JEP 387 "Elastic Metaspace" - a new classroom for ...

former_member753687 · ‎07-16-2021

The Java Virtual Machine needs memory to breathe - sometimes more than we like. One of its hungrier subsystems can be the Metaspace, the part of the JVM holding class metadata. With JEP 387, SAP contributed a much more frugal and elastic implementation to the OpenJDK.

-- The original of this article (in German) can be found at JavaMagazin 7/2021 --

Java 16 came with a handful of new JEPs [1]. We find new features like the new Vector API and the now fully incubated Java Records. In this list, we also find the somewhat mysteriously named JEP 387: "Elastic Metaspace" [2]. Despite its relative obscurity, it was one of the largest outside contributions for this release, with the patch itself counting upwards of 25kloc.

What is a JEP?

Java - the Java Virtual Machine and the JDK - are developed under the umbrella of the OpenJDK [7], a massive Open Source project under the stewardship of Oracle and other companies. SAP has been a long-time contributor to that project, with our first involvement going back to 2012.

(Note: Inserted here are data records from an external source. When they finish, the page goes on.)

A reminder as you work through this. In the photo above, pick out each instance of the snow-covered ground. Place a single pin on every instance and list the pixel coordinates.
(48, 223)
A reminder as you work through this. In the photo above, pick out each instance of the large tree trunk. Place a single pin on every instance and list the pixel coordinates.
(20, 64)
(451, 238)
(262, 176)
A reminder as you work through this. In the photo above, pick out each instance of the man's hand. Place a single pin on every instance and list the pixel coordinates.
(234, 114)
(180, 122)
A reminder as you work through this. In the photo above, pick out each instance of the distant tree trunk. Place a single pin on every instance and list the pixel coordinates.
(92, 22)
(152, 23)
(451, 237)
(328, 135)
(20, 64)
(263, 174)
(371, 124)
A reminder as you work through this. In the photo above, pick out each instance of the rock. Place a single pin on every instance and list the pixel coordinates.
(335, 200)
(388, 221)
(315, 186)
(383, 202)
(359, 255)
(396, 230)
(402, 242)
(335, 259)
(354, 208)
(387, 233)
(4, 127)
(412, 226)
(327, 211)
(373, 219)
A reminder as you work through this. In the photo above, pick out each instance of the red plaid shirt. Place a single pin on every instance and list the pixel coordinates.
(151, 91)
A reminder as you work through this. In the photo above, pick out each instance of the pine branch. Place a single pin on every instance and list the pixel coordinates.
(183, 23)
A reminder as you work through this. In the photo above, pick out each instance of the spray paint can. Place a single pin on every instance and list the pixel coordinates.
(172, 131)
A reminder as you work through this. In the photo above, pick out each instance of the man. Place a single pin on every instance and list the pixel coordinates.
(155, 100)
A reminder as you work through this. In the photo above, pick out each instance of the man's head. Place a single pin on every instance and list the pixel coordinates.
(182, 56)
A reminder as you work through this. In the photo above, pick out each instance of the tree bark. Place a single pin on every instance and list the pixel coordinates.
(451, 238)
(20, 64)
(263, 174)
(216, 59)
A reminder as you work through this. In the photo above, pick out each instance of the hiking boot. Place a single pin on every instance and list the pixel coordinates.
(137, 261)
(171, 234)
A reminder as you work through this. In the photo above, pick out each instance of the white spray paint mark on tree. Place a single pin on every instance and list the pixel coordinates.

OpenJDK development is governed by processes, and normal enhancements go through a process called Request for Enhancement (RFE). An RFE requires patch reviews but usually little else unless the patch affects compatibility.

But significant changes to the JVM, the Java language, or the API surface of the JDK stretch the confines of an RFE. They are therefore subject to the more heavy-weight Java Enhancement Proposal process (which, in beautiful recursion, is defined by its own JEP [3]). A JEP requires much more extensive design- and code reviews. As a result, it often takes a lot longer than a simple RFE. Still, JEPs are essential to ensure the long-term quality and compatibility of the JDK.

Most JEPs Oracle does by itself, even though the process is open to all. That may come down to sheer talent pool size. But outside JEPs are possible and are done: for example, in 2019, Red Hat provided their well-known Shenandoah-GC as JEP 189.

At SAP, we authored several JEPs in the past, so JEP 387 is not our first rodeo either. We contributed large architecture ports (JEP 175: "PowerPC Port/AIX" and JEP 294: "s390x Port"), and, more recently, the smaller but well-received JEP 358: "Helpful NullPointerExceptions."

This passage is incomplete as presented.